Selain itu, masyarakat dinilai sangat sensitif terhadap kenaikan harga kebutuhan pokok. Ketika harga naik tetapi pemerintah terlihat santai, bisa muncul jarak persepsi antara kondisi nyata masyarakat dan sikap pemerintah.

“Dalam ekonomi, kepercayaan publik sangat penting, sama seperti cadangan devisa. Sekali kepercayaan publik menurun, efeknya bisa panjang,” katanya.

Ia menambahkan investor umumnya lebih tenang terhadap pemimpin yang mengakui tantangan ekonomi secara terbuka dibanding yang terkesan mengecilkan persoalan.

Tren Rupiah Terus Melemah Sejak 2024

Nilai tukar rupiah mulai mengalami tekanan sejak Prabowo menjabat Presiden pada Oktober 2024.

Saat itu, kurs rupiah masih berada di kisaran Rp15.400–Rp15.500 per dolar AS. Sepanjang 2025, rupiah bergerak melemah ke level Rp16.000–Rp16.600.

Tekanan semakin besar memasuki 2026. Pada Januari 2026 rupiah berada di level Rp16.700–Rp16.900, lalu menembus Rp17.000 pada Maret–April 2026.

Pada Mei 2026, kurs sempat menyentuh Rp17.500 dan terus melemah hingga Rp17.600 per dolar AS.

Data Trading Economics menunjukkan rupiah menjadi salah satu mata uang dengan depresiasi terdalam di Asia Tenggara secara year to date.

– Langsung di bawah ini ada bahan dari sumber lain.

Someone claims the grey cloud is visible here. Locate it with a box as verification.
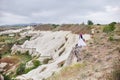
[0,0,120,25]
[0,0,106,15]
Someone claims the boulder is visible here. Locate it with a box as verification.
[0,63,8,72]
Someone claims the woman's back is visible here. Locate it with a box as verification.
[78,36,86,47]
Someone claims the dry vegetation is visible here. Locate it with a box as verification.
[0,57,19,64]
[34,24,91,34]
[47,23,120,80]
[47,62,87,80]
[34,24,55,31]
[57,24,91,34]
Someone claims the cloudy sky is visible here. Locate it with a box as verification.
[0,0,120,25]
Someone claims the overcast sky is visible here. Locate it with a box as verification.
[0,0,120,25]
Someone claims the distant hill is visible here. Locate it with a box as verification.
[0,23,41,27]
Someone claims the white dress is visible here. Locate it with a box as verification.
[78,38,86,47]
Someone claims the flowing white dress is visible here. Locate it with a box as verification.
[78,38,86,47]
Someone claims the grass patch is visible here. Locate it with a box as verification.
[16,63,26,75]
[1,51,33,79]
[14,51,32,63]
[16,60,41,74]
[106,58,120,80]
[1,52,11,58]
[25,60,41,73]
[16,36,31,45]
[32,59,41,68]
[0,35,17,43]
[111,58,120,80]
[108,36,114,41]
[47,62,86,80]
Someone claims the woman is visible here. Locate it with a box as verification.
[78,33,86,47]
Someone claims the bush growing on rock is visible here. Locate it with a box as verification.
[103,22,116,33]
[16,60,40,75]
[3,74,11,80]
[16,51,21,55]
[25,67,34,74]
[25,60,41,73]
[32,60,41,68]
[16,36,31,45]
[24,51,29,55]
[16,63,25,75]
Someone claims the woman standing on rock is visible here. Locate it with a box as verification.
[73,33,86,62]
[78,33,86,47]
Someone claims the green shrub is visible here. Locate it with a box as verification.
[15,53,32,74]
[16,36,31,45]
[97,24,101,25]
[16,51,21,55]
[87,20,94,25]
[24,51,29,55]
[25,60,41,73]
[15,51,32,63]
[103,22,116,33]
[109,22,116,27]
[3,74,11,80]
[52,24,59,28]
[0,54,1,58]
[103,25,115,33]
[16,63,25,75]
[7,43,14,48]
[25,67,34,73]
[32,60,41,68]
[109,36,114,41]
[26,36,31,40]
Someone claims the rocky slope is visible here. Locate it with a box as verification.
[12,30,90,80]
[47,24,120,80]
[1,23,120,80]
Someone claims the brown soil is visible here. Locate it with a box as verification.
[0,57,19,64]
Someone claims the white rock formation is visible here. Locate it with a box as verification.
[15,31,91,80]
[0,26,33,35]
[0,63,8,72]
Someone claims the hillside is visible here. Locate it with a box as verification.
[34,24,91,34]
[0,23,120,80]
[47,24,120,80]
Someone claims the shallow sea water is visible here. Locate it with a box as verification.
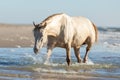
[0,27,120,80]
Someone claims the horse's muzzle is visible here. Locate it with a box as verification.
[34,48,39,54]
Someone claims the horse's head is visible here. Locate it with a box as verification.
[33,22,47,54]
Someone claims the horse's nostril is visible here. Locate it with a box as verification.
[34,48,38,54]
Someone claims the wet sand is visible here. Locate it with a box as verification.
[0,24,34,47]
[0,66,119,80]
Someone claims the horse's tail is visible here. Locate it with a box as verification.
[92,23,98,42]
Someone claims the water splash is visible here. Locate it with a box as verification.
[24,53,47,64]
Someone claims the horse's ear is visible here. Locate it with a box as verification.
[33,21,39,28]
[33,21,36,27]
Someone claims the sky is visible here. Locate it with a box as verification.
[0,0,120,27]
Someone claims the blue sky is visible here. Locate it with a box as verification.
[0,0,120,26]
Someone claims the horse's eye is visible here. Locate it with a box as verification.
[38,27,42,29]
[41,38,43,42]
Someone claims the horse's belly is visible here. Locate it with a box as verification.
[72,40,82,47]
[56,42,66,48]
[72,36,87,47]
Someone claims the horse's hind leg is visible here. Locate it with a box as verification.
[74,47,82,63]
[83,38,92,63]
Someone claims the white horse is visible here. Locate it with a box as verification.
[33,13,98,66]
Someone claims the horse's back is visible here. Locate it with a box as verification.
[71,16,96,46]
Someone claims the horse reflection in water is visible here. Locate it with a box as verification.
[33,13,98,66]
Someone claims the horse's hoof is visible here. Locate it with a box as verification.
[66,58,71,66]
[83,60,87,63]
[78,60,82,63]
[67,63,70,66]
[67,62,71,66]
[44,60,49,65]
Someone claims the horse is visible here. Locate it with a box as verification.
[33,13,98,66]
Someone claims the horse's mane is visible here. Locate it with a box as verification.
[40,13,63,26]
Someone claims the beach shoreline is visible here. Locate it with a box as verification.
[0,24,34,48]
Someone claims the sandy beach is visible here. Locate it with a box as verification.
[0,24,34,47]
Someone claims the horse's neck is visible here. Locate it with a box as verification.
[45,25,60,37]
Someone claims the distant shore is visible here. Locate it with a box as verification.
[0,24,34,47]
[0,23,119,48]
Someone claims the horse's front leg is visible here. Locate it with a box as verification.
[65,43,71,66]
[44,47,53,64]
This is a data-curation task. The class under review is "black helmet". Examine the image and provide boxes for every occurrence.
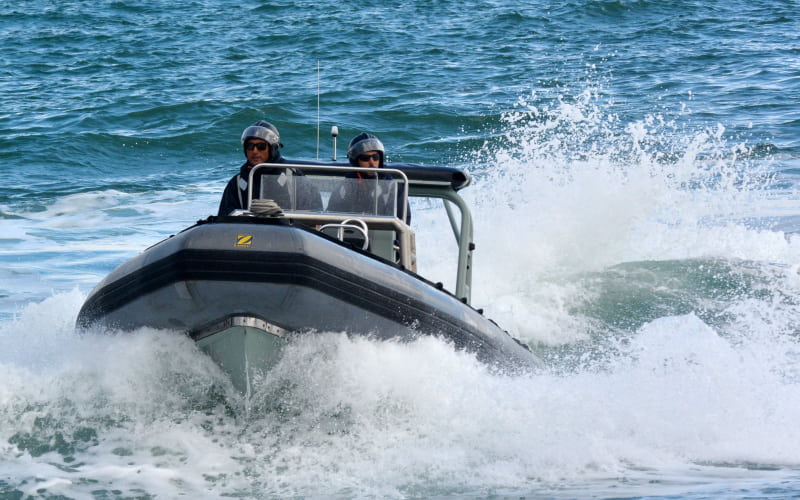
[347,132,384,167]
[241,120,283,161]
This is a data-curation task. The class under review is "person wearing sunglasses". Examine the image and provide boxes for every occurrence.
[327,132,410,223]
[217,120,321,216]
[348,132,386,169]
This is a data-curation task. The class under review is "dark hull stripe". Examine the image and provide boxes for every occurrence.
[79,249,495,354]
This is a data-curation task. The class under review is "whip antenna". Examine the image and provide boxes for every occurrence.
[316,60,321,160]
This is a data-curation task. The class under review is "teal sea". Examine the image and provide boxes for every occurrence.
[2,0,800,498]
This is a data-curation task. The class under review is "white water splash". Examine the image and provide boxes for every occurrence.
[453,91,800,346]
[2,298,799,498]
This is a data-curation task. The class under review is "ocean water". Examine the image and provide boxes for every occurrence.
[2,0,800,498]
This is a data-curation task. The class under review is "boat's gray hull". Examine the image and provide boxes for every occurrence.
[78,217,538,388]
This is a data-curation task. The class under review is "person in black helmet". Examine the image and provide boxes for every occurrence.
[327,132,410,223]
[217,121,321,216]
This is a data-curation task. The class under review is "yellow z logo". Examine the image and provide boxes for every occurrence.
[236,234,253,247]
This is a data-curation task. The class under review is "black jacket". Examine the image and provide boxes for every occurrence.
[218,162,257,216]
[218,160,323,216]
[327,171,411,223]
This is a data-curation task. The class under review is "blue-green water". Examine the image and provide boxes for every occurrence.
[2,0,800,498]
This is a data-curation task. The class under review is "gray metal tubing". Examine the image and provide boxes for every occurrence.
[408,185,473,303]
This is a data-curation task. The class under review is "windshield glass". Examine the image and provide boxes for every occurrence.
[254,168,403,218]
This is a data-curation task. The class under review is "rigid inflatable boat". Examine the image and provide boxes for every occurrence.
[77,162,539,392]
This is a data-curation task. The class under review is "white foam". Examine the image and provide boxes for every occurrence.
[444,92,800,346]
[1,289,799,497]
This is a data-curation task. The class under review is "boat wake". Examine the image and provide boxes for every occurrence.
[2,285,800,497]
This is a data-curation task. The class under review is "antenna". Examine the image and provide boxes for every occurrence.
[331,125,339,161]
[316,60,321,160]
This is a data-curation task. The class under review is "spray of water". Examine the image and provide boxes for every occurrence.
[459,90,800,347]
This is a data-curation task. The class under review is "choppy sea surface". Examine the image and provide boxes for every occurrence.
[2,0,800,498]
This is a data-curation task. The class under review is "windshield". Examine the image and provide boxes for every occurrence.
[252,166,406,219]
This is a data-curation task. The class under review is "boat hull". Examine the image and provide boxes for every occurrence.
[78,217,538,390]
[194,315,287,394]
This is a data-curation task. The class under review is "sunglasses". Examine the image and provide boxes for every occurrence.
[357,153,380,162]
[244,142,269,151]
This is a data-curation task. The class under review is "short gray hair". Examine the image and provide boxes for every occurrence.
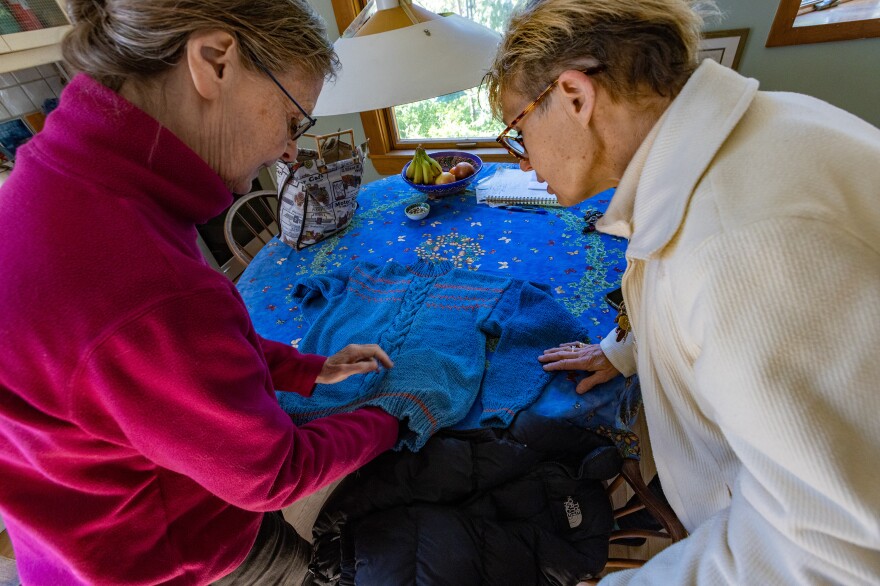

Sementara itu, Menteri Keuangan Purbaya Yudhi Sadewa berkali-kali menyatakan pelemahan rupiah lebih dipengaruhi faktor global dan sentimen pasar dibanding melemahnya fundamental ekonomi domestik.

JApakah Rupiah Sudah Masuk Fase Kritis?*

Menurut Yanuar Rizky, posisi rupiah saat ini memang belum menunjukkan Indonesia berada dalam krisis besar.

Namun, level Rp17.600 per dolar AS dianggap cukup kritis karena kemampuan daya beli masyarakat semakin tertekan akibat kenaikan harga barang.

Ia menjelaskan pelemahan rupiah membuat harga barang impor dan bahan baku produksi naik karena transaksi internasional menggunakan dolar AS.

Akibatnya, ongkos produksi meningkat dan harga barang di pasar ikut terdorong naik.